- Want to set the record straight on something I wrote in this post regarding Bruno's position in the franchise negotiations. I criticized the Senate Majority Leader for taking stances which I felt were more self-serving than for the good of the industry, questioning why, for example, he wasn't pressing for a larger cut of slots money for horsemen.
Well, he is. Paul Post, reporting for the Thoroughbred Times website, writes that Bruno says that the plan does not give horsemen a fair share of revenues. The MOU grants horsemen only 6.5% of slots revenue. That's less than any of the present racinos at the state's harness tracks; and pending legislation contains percentages of 8.25% and 8.75% in the Senate and Assembly versions respectively (with a carve-out allowing NYRA to have their own agreement).
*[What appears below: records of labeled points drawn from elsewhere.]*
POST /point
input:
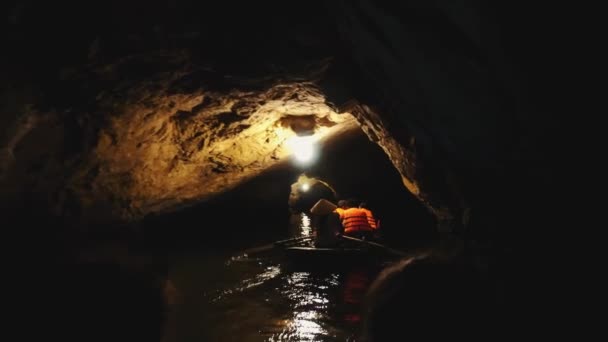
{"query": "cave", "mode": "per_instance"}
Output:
(135, 132)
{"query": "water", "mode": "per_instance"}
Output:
(266, 298)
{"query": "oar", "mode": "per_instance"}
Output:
(393, 251)
(274, 244)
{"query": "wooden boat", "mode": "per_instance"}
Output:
(345, 252)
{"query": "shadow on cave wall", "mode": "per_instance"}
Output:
(258, 211)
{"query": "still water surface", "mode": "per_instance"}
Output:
(267, 298)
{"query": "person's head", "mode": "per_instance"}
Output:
(428, 297)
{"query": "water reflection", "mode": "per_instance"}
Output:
(305, 225)
(267, 299)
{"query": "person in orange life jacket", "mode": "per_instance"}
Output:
(342, 205)
(373, 222)
(370, 216)
(355, 221)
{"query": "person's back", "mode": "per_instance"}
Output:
(355, 222)
(370, 216)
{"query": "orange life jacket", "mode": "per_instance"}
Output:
(355, 220)
(370, 218)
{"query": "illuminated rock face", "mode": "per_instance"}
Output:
(159, 147)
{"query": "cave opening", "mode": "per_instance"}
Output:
(257, 210)
(151, 128)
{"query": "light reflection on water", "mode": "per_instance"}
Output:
(266, 299)
(305, 225)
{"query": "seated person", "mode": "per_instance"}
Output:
(356, 222)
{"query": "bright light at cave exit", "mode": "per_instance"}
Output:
(303, 149)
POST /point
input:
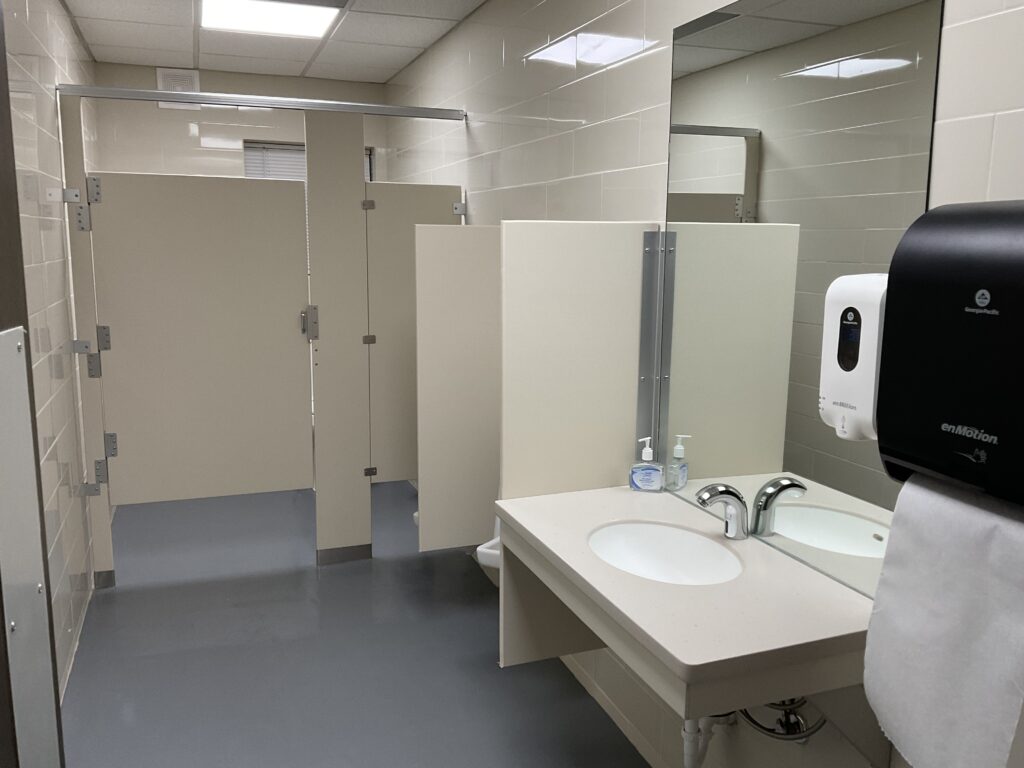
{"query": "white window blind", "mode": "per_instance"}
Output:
(269, 160)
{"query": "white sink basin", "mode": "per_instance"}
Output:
(665, 553)
(832, 530)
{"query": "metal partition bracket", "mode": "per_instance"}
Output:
(83, 217)
(93, 189)
(309, 322)
(102, 338)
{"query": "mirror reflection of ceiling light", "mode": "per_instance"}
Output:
(851, 68)
(268, 17)
(589, 48)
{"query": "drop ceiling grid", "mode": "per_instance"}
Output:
(372, 41)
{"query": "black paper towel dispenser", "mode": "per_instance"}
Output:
(950, 389)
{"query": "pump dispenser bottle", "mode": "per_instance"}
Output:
(678, 470)
(647, 474)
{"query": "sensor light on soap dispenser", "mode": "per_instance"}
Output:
(679, 468)
(647, 474)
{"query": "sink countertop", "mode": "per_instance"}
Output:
(776, 612)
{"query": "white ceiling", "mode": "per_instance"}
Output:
(372, 41)
(762, 25)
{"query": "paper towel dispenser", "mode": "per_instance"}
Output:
(949, 401)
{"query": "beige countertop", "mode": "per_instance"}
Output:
(776, 613)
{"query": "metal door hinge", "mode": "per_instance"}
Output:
(309, 322)
(102, 338)
(93, 189)
(83, 218)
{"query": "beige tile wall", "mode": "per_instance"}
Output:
(846, 159)
(42, 49)
(979, 153)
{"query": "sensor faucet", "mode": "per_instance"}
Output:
(764, 505)
(736, 525)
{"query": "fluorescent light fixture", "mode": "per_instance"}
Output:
(605, 49)
(851, 68)
(562, 52)
(588, 48)
(267, 17)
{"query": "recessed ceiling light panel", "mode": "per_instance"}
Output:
(268, 17)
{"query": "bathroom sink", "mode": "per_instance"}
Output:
(832, 530)
(665, 553)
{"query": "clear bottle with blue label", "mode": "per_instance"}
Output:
(679, 469)
(647, 475)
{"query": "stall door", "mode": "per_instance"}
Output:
(391, 269)
(207, 382)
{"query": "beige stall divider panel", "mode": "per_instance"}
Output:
(391, 263)
(458, 326)
(730, 345)
(570, 352)
(207, 385)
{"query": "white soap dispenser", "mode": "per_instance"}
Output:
(647, 474)
(679, 468)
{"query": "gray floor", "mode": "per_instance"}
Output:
(222, 646)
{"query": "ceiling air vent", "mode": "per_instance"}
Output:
(177, 80)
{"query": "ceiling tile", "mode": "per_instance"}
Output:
(353, 72)
(251, 65)
(454, 9)
(837, 12)
(143, 56)
(393, 30)
(256, 46)
(135, 35)
(343, 52)
(173, 12)
(753, 33)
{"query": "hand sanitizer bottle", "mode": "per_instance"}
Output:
(647, 475)
(679, 468)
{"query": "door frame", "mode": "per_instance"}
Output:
(13, 312)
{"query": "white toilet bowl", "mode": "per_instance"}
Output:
(488, 555)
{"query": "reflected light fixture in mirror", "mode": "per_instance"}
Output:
(268, 17)
(589, 48)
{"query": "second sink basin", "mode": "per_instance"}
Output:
(832, 530)
(665, 553)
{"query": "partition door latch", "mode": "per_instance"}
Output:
(309, 322)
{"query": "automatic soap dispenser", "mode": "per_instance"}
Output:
(851, 349)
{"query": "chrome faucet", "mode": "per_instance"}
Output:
(736, 525)
(764, 505)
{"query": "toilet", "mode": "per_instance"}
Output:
(488, 555)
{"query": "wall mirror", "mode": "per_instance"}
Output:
(799, 152)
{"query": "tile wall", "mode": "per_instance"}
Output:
(979, 153)
(846, 159)
(42, 50)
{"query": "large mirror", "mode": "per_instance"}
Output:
(799, 152)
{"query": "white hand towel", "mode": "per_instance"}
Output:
(944, 665)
I'd like to believe that Bruno is sincerely standing up for the industry against Spitzer and Silver, neither of whom have shown any indication that they care at all. In the comments section to the above referenced post (worth the time, and thanks to all for the well thought-out posts), reader Sarah wrote:
As an old-fashioned "yellow-dog" democrat, I also find myself amazed at having to praise Joe Bruno . . . up to a point . . . for sticking to his guns almost to the end. He understands the issues and, rightly to my mind, has been appalled by the idea that NYRA -- with board more or less intact -- is apparently going to be given a free pass.I'm just not sure whether Bruno's motivation is as she says, or if he's just looking for some spots to make some political appointments. You could certainly point to the bottom line and hold the board responsible for the state of things as Bruno does; or you could point to the bottom line and give the board credit for a racing program which produced nine or ten (depending on how you look at it) Breeders' Cup winners this year. I'd certainly like to hear more talk from the Senator of consolidating the OTB's, or of demanding a written plan on physical improvements to the downstate tracks.
As for the negotiations, they seem to be going nowhere, as opposed to the more optimistic reports last week, with Belmont slots still a key point of contention between Speaker Silver and the other two. Paul Post sums up: With so many negotiating points to settle, it is highly doubtful whether lawmakers will come to an agreement before NYRA’s temporary extension expires.